Expanded endoscopic endonasal approach for treatment of clival chordomas: early results in 12 patients

Amir R Dehdashti, Konstantina Karabatsou, Ahmed Ganna, Ian Witterick, Fred Gentili
Neurosurgery 2008, 63 (2): 299-307; discussion 307-9

OBJECTIVE: We report our recent experience with an expanded purely endoscopic endonasal approach for the treatment of clival chordomas.

METHODS: Twelve patients underwent an expanded endoscopic approach for excision of cranial base chordomas at Toronto Western Hospital. Two patients had undergone a previous craniotomy for excision of a significant lateral intracranial extension of the tumor. All other patients had mainly centrally located lesions. Three patients had recurrent tumors. This study focused on the surgical approach, results, and complications associated with this approach.

RESULTS: Diplopia caused by VIth nerve palsy was the most common presenting symptom and was observed in seven patients. Gross total resection of the tumor was achieved in seven patients (58%). Four patients had complete recovery of their preoperative diplopia. One patient (8%) presented with new hemiparesis postoperatively. Four patients (33%) had a cerebrospinal fluid leak postoperatively; two were treated by lumbar drainage, and two required a secondary surgical repair. All newly diagnosed patients underwent adjuvant radiotherapy. There was no mortality. The short-term outcome was excellent in all but one patient. No recurrence was observed at the median follow-up period of 16 months.

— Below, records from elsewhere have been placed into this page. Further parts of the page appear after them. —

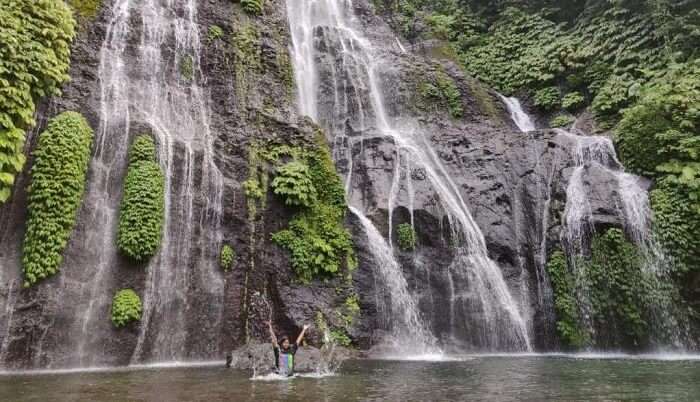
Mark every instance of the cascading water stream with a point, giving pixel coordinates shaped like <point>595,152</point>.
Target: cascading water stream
<point>150,83</point>
<point>633,204</point>
<point>357,96</point>
<point>519,116</point>
<point>404,319</point>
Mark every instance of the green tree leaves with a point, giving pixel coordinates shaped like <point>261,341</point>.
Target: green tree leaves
<point>55,193</point>
<point>407,237</point>
<point>293,182</point>
<point>227,258</point>
<point>565,303</point>
<point>34,60</point>
<point>142,210</point>
<point>252,6</point>
<point>319,243</point>
<point>126,307</point>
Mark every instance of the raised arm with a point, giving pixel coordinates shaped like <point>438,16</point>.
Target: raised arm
<point>273,337</point>
<point>301,335</point>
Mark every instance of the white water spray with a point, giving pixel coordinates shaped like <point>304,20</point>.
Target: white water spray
<point>356,81</point>
<point>519,116</point>
<point>150,82</point>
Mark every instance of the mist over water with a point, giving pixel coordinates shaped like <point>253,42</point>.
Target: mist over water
<point>503,378</point>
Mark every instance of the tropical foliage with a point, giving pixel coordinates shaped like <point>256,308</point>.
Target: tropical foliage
<point>34,60</point>
<point>126,307</point>
<point>227,257</point>
<point>143,204</point>
<point>306,180</point>
<point>55,193</point>
<point>407,236</point>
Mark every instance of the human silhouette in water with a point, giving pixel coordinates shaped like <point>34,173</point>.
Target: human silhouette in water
<point>285,351</point>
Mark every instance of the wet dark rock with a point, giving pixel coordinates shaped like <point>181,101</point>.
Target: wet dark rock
<point>514,184</point>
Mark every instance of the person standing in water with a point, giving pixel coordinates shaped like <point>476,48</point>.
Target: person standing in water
<point>285,351</point>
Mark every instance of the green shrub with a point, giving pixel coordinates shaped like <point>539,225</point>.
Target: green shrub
<point>126,307</point>
<point>562,120</point>
<point>572,101</point>
<point>318,242</point>
<point>34,59</point>
<point>677,224</point>
<point>620,291</point>
<point>293,183</point>
<point>443,91</point>
<point>86,9</point>
<point>565,302</point>
<point>547,98</point>
<point>252,188</point>
<point>227,257</point>
<point>659,135</point>
<point>142,150</point>
<point>215,33</point>
<point>143,206</point>
<point>613,96</point>
<point>55,193</point>
<point>254,7</point>
<point>407,237</point>
<point>187,67</point>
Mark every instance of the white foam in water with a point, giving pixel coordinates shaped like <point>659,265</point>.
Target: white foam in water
<point>278,377</point>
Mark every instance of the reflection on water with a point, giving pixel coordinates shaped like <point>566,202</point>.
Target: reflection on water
<point>476,378</point>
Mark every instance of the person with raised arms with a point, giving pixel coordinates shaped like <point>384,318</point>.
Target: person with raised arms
<point>285,351</point>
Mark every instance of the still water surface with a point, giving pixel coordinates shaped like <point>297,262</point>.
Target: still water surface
<point>478,378</point>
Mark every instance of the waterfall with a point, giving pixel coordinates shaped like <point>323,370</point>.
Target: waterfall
<point>519,116</point>
<point>634,208</point>
<point>352,70</point>
<point>405,320</point>
<point>149,82</point>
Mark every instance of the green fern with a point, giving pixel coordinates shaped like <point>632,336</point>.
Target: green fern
<point>142,209</point>
<point>254,7</point>
<point>126,307</point>
<point>55,193</point>
<point>34,59</point>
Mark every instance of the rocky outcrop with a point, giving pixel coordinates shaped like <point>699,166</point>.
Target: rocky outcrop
<point>513,183</point>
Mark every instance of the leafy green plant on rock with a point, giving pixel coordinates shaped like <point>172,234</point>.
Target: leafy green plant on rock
<point>34,59</point>
<point>676,225</point>
<point>215,33</point>
<point>86,9</point>
<point>187,67</point>
<point>547,98</point>
<point>55,193</point>
<point>227,257</point>
<point>254,7</point>
<point>444,92</point>
<point>572,101</point>
<point>318,242</point>
<point>620,289</point>
<point>407,237</point>
<point>565,302</point>
<point>143,204</point>
<point>562,120</point>
<point>293,182</point>
<point>126,308</point>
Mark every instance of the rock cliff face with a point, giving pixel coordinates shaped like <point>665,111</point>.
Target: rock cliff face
<point>513,183</point>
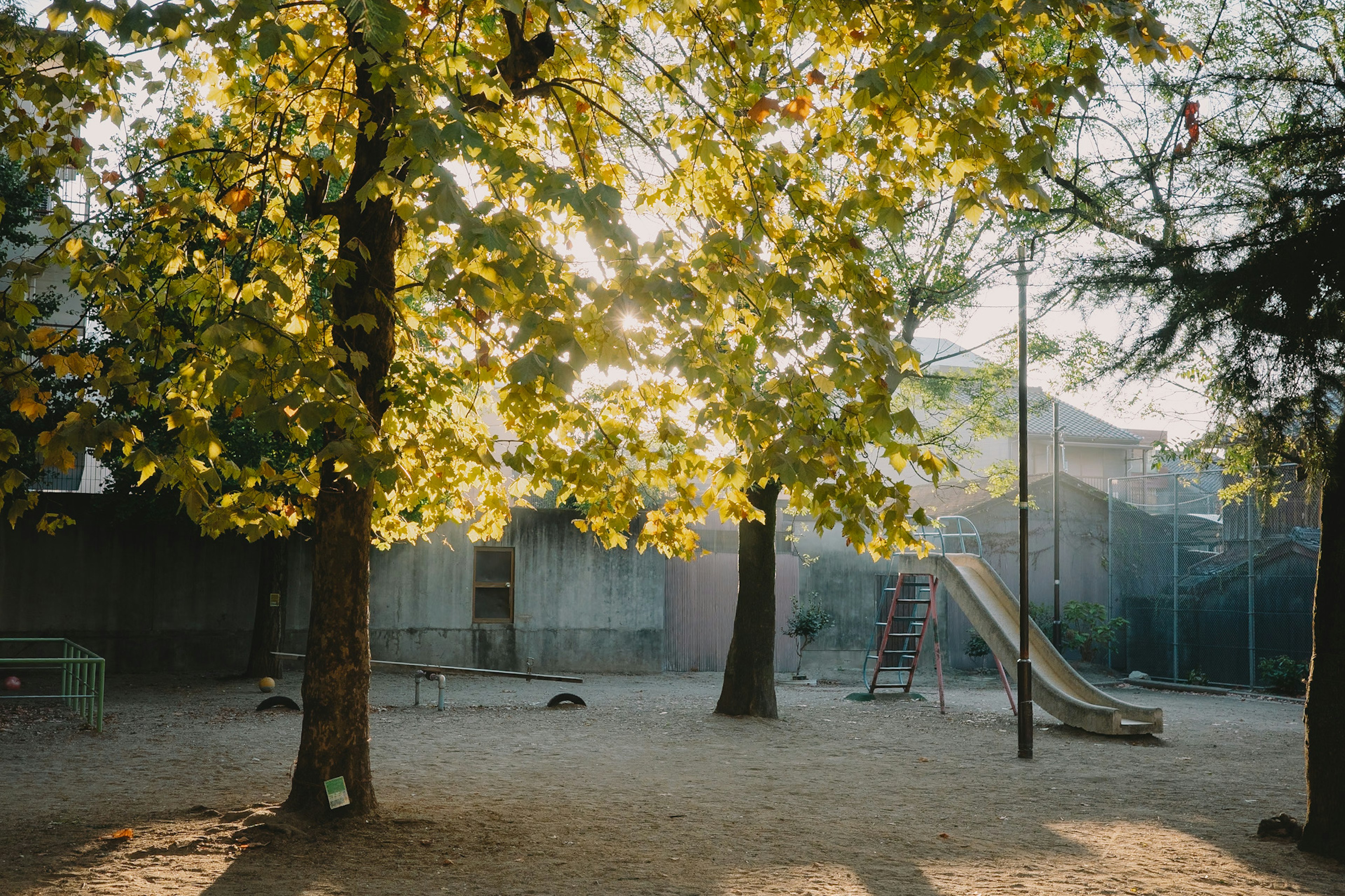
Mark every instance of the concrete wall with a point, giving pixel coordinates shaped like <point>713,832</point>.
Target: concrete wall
<point>1083,551</point>
<point>147,595</point>
<point>158,597</point>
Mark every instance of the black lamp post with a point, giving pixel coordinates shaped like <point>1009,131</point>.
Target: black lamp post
<point>1024,615</point>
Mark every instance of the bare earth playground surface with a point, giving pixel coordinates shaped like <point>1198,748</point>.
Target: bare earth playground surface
<point>646,792</point>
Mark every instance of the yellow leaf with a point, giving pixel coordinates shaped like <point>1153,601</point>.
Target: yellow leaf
<point>798,108</point>
<point>762,108</point>
<point>239,200</point>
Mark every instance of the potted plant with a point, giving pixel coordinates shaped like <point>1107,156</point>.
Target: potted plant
<point>806,622</point>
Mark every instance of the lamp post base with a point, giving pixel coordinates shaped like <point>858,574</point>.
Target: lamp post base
<point>1024,709</point>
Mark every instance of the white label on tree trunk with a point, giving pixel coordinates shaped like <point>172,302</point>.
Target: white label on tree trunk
<point>337,796</point>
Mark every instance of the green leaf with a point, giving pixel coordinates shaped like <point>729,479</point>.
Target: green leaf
<point>526,369</point>
<point>269,38</point>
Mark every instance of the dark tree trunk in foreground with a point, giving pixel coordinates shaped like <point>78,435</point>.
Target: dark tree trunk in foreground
<point>750,671</point>
<point>336,735</point>
<point>1324,714</point>
<point>269,622</point>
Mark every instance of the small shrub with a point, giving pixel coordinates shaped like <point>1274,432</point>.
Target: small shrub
<point>1284,674</point>
<point>977,646</point>
<point>1084,629</point>
<point>806,622</point>
<point>1089,630</point>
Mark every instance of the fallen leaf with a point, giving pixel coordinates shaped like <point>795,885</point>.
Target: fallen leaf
<point>239,200</point>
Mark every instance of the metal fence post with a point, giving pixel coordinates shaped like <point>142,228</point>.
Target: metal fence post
<point>1251,592</point>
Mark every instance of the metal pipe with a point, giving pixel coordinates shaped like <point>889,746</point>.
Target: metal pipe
<point>1055,513</point>
<point>1176,549</point>
<point>1251,592</point>
<point>1024,606</point>
<point>458,669</point>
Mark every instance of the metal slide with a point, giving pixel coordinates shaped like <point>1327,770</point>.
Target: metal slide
<point>1056,687</point>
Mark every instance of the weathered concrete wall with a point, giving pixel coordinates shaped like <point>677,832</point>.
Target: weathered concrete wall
<point>158,597</point>
<point>147,597</point>
<point>847,584</point>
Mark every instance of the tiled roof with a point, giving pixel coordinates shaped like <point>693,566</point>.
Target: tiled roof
<point>1074,423</point>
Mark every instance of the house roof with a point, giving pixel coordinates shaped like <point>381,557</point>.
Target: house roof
<point>1075,424</point>
<point>1303,541</point>
<point>957,501</point>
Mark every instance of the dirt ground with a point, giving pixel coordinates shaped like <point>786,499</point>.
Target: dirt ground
<point>646,792</point>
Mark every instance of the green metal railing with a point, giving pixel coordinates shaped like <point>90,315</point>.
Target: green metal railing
<point>83,674</point>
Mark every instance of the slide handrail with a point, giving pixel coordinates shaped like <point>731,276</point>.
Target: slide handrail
<point>966,530</point>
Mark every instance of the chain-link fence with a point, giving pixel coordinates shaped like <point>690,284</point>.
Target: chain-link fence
<point>1211,589</point>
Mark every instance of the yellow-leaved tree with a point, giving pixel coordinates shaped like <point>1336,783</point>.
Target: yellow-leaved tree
<point>374,228</point>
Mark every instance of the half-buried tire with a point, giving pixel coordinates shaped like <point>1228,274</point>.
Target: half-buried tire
<point>277,703</point>
<point>560,700</point>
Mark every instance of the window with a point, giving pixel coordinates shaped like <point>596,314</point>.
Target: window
<point>493,586</point>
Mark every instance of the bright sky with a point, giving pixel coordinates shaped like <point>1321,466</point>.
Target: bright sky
<point>1161,405</point>
<point>1179,411</point>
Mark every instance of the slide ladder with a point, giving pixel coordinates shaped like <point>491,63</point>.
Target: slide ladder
<point>906,613</point>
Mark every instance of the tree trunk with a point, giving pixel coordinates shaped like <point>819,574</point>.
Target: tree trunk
<point>269,622</point>
<point>336,735</point>
<point>750,671</point>
<point>1324,712</point>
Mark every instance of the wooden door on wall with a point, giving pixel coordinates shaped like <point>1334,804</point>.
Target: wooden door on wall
<point>698,602</point>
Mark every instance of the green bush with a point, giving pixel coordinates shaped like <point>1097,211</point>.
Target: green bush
<point>1284,674</point>
<point>977,646</point>
<point>1089,630</point>
<point>1084,629</point>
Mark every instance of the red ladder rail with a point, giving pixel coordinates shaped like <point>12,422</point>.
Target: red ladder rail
<point>916,627</point>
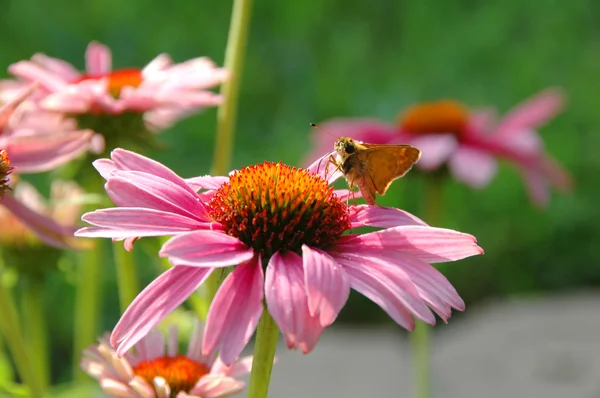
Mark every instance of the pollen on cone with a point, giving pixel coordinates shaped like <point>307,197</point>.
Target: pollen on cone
<point>435,117</point>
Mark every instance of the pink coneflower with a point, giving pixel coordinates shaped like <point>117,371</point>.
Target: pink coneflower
<point>64,207</point>
<point>24,151</point>
<point>285,232</point>
<point>157,370</point>
<point>468,142</point>
<point>122,103</point>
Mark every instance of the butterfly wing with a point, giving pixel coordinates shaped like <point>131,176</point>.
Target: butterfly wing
<point>385,163</point>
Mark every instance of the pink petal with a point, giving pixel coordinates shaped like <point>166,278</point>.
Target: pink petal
<point>234,312</point>
<point>532,113</point>
<point>32,72</point>
<point>206,249</point>
<point>155,302</point>
<point>98,59</point>
<point>287,302</point>
<point>382,217</point>
<point>326,284</point>
<point>473,166</point>
<point>8,108</point>
<point>128,222</point>
<point>241,367</point>
<point>127,160</point>
<point>43,152</point>
<point>387,286</point>
<point>429,244</point>
<point>216,386</point>
<point>206,182</point>
<point>431,285</point>
<point>48,230</point>
<point>57,66</point>
<point>435,149</point>
<point>132,189</point>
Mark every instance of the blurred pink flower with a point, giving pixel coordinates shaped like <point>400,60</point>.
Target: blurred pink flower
<point>163,92</point>
<point>27,150</point>
<point>156,369</point>
<point>283,229</point>
<point>468,142</point>
<point>38,141</point>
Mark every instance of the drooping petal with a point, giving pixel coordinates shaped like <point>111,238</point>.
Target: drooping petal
<point>155,302</point>
<point>429,244</point>
<point>473,166</point>
<point>388,287</point>
<point>127,160</point>
<point>98,59</point>
<point>380,216</point>
<point>130,222</point>
<point>287,302</point>
<point>43,152</point>
<point>431,285</point>
<point>234,312</point>
<point>206,182</point>
<point>531,113</point>
<point>215,386</point>
<point>132,189</point>
<point>206,249</point>
<point>48,230</point>
<point>326,284</point>
<point>435,149</point>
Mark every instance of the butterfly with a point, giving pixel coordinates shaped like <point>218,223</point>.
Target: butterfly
<point>372,167</point>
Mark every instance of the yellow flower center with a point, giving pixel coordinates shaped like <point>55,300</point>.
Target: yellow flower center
<point>5,170</point>
<point>118,79</point>
<point>180,372</point>
<point>435,117</point>
<point>272,207</point>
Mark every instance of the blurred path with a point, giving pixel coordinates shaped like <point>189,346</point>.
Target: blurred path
<point>543,347</point>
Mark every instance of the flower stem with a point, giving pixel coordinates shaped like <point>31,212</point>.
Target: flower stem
<point>13,335</point>
<point>87,303</point>
<point>35,328</point>
<point>264,354</point>
<point>227,112</point>
<point>420,336</point>
<point>234,59</point>
<point>127,280</point>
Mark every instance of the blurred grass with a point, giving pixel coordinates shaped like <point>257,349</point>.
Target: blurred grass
<point>309,61</point>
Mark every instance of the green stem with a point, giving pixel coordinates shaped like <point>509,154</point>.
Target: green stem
<point>227,113</point>
<point>234,60</point>
<point>35,328</point>
<point>127,280</point>
<point>11,329</point>
<point>87,303</point>
<point>264,354</point>
<point>420,336</point>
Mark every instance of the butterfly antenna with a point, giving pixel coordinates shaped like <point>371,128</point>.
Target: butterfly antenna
<point>316,126</point>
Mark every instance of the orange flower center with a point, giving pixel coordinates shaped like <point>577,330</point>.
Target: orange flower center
<point>435,117</point>
<point>180,372</point>
<point>272,207</point>
<point>5,170</point>
<point>118,79</point>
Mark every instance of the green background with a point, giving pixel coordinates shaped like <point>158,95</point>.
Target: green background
<point>310,61</point>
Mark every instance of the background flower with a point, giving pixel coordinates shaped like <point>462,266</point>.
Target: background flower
<point>468,142</point>
<point>156,369</point>
<point>122,103</point>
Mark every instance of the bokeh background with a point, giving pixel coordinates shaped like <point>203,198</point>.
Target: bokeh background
<point>310,61</point>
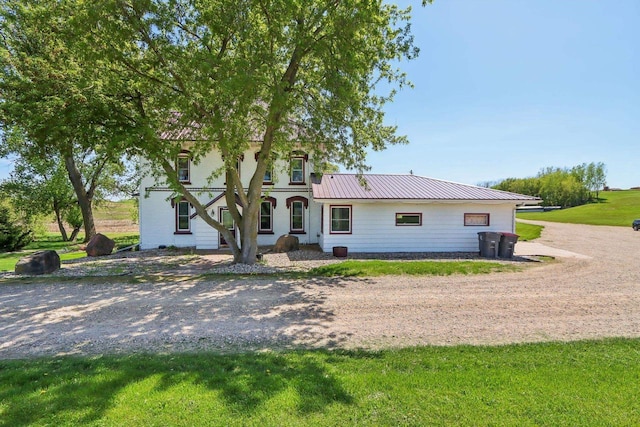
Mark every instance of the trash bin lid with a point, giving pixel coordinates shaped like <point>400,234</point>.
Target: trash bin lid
<point>510,234</point>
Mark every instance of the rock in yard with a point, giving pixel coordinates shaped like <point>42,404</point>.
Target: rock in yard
<point>286,243</point>
<point>100,245</point>
<point>42,262</point>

CONCLUSION: The expanded endoscopic endonasal approach is a valid minimally invasive alternative for the treatment of centrally located clival chordomas or as an adjunct for the central part of chordomas with lateral extension. The early results of this technique indicate at least equivalency to more extensive open approaches, and its versatility may widen the horizon of surgical management of these aggressive lesions. The challenge with the cerebrospinal fluid leakage is being addressed with novel local flap repair techniques. This approach should be in the armamentarium of cranial base surgeons as an option in the management of clival chordomas.